To achieve the centimetre-level positioning, the PRoPART project fused data from multiple driver assistance systems, including the Galileo global navigation system, radar systems mounted along the AstraZero test area in Sweden, and the Scania truck’s own camera and front and side radars. The collaboration of perception sensor data is said to provide the Scania self-driving truck with an accurate representation of the surrounding environment, while the precise positioning helps the truck safely perform the lane change.

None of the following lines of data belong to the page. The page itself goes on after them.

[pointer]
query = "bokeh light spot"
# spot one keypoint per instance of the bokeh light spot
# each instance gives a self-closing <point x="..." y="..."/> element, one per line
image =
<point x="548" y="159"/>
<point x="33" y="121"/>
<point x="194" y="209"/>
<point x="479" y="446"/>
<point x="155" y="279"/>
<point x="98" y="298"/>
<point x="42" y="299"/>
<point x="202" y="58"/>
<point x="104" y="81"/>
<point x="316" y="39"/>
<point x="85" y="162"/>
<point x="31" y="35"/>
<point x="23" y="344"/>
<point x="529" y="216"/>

Infrastructure Shares Data, Too
A lot has been written about different methods for autonomous vehicles to communicate with each other and use data from their own sensors to interpret the surrounding environment. The PRoPART project goes a step further by utilizing the infrastructure itself. “In addition to positioning, we’ve also added infrastructure-to-vehicle communications,” says Project Coordinator Stefan Nord, RISE at the Swedish Research Institute. “If vehicles share information, you can extend their horizon and benefit from data from another vehicle to also look around the corner and thereby gather more data as a basis for manoeuvring decisions.”